Exhibit 4: Russia is the world’s second largest oil producer

Kb/d

Source: Goldmoney Research

When it comes to exports, Russia is sharing the top spot with Saudi Arabia. Unlike the US, which despite being the largest producers still depends on imports, Russia and Saudi Arabia are exporting around 65-70% of their crude oil production either in raw form or as refined products.

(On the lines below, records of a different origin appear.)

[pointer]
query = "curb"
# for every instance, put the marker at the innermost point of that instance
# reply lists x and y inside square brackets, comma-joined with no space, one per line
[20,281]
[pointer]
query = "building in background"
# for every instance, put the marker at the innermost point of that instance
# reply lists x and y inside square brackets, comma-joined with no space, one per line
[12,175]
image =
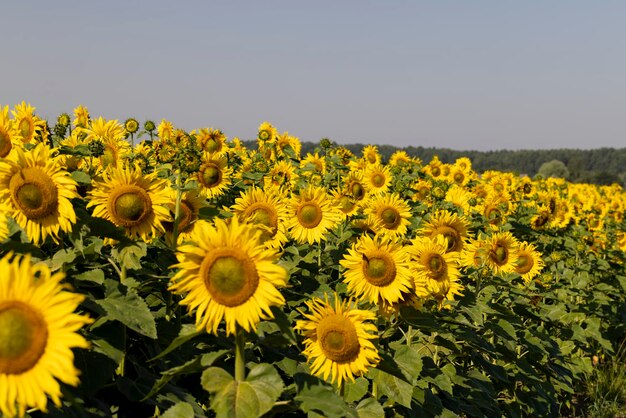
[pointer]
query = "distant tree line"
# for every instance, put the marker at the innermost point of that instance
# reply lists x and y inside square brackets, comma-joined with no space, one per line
[598,166]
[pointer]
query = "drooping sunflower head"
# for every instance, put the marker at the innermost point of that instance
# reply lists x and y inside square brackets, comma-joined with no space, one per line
[371,155]
[214,176]
[81,116]
[378,178]
[211,140]
[288,146]
[227,274]
[529,263]
[502,252]
[266,210]
[8,133]
[450,225]
[27,125]
[435,269]
[391,213]
[267,133]
[377,270]
[281,175]
[132,200]
[38,330]
[190,204]
[37,192]
[312,214]
[355,185]
[131,126]
[338,339]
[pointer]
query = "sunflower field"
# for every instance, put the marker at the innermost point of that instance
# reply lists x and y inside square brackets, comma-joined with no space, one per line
[147,271]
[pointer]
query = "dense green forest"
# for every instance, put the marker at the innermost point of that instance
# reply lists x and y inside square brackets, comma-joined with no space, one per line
[598,166]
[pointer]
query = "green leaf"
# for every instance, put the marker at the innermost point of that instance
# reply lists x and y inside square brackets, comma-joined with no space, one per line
[370,408]
[187,332]
[392,387]
[180,410]
[130,255]
[251,398]
[354,391]
[126,306]
[267,385]
[96,276]
[410,362]
[81,177]
[323,400]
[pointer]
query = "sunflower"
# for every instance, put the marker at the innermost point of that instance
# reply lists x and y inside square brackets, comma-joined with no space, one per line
[38,330]
[391,213]
[214,176]
[347,204]
[7,132]
[338,339]
[459,197]
[81,116]
[227,274]
[27,125]
[285,143]
[450,225]
[190,204]
[529,263]
[282,175]
[111,134]
[267,210]
[435,268]
[37,193]
[377,270]
[4,227]
[356,186]
[211,140]
[371,155]
[311,215]
[378,178]
[132,200]
[501,252]
[165,130]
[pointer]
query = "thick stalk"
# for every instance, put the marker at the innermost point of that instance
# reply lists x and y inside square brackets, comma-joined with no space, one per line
[240,362]
[179,197]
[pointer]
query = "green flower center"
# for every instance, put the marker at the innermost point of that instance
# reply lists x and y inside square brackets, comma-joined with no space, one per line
[211,176]
[338,338]
[129,205]
[380,270]
[310,215]
[378,180]
[23,337]
[231,278]
[34,192]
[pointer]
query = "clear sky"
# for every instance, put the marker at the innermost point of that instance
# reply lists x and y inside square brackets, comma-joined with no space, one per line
[467,75]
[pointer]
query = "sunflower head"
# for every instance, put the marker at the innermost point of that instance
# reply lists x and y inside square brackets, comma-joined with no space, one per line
[38,329]
[338,339]
[227,274]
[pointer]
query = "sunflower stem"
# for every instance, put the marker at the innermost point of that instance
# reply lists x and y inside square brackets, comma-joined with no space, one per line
[240,364]
[179,196]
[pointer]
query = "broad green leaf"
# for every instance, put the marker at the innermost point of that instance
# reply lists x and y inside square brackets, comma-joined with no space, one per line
[96,276]
[370,408]
[130,256]
[81,177]
[354,391]
[187,332]
[251,398]
[180,410]
[126,306]
[393,387]
[323,400]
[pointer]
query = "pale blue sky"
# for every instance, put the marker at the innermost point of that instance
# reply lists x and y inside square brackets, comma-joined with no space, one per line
[459,74]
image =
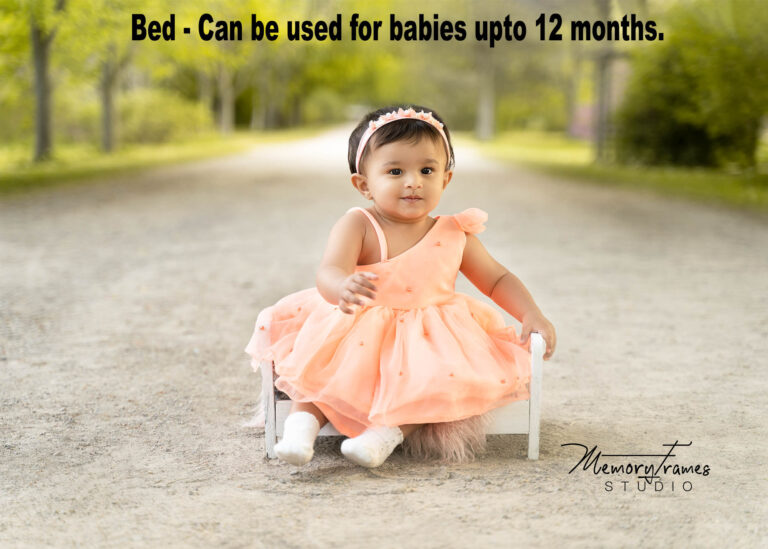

Exhibit 5: Russia is together with Saudi Arabia the largest petroleum exporter

Total Crude output minus domestic demand, kb/d

Source: Goldmoney Research

Global crude oil markets were in deficit by about 2mb/d for the past 12 months. OPEC is increasing supply every month by 400kb/d, but demand continues to recover as well as Covid19 lockdowns and travel restrictions are ending. OPEC is currently producing a bit over 28mb/d, 1.5mb/d below the 2019 average. This would indicate that there is decent spare capacity left, assuming there was also some spare capacity in 2019. However, analyzing the composition of OPEC out reveals that the more reliable core-OPEC producers (Saudi Arabia, Kuwait and UAE) are already back to 2019 levels. This means that the output of the remaining OPEC producers is down 1.5mb/d, and that is not because these members are holding back, but because their effective capacity has permanently declined. Hence, even if the voluntary sanctioning by western companies reduces just a fraction of Russian exports, it could be enough to exhaust all OPEC spare capacity and leave the market in a deficit that could only be solved by demand destruction. This would require even higher prices from here.

On top of that, there is also the specter of much more stringent import restrictions by the European Union. However, banning Russian oil and gas imports would have a tremendous consequences on prices in our view. European gas prices, already five times higher than the all-time highs prior to this winter, could easily double or triple form here, and creating widespread industrial shutdowns and power blackouts. As for oil prices, European pipeline imports could not just simply be offset by more seaborne exports or pipeline flows to china. Most of that oil would simply be missing from the global market. It would immediately push the global market in a huge deficit. This would require demand destruction on a massive scale, comparable to the oil crises in the 1970s. In this case we would expect prices rapidly exceeding the previous records of $150/bbl in 2008 and it would almost certainly trigger a global recession. We therefore think the risk for such a drastic step by the European Union is low, but not negligible.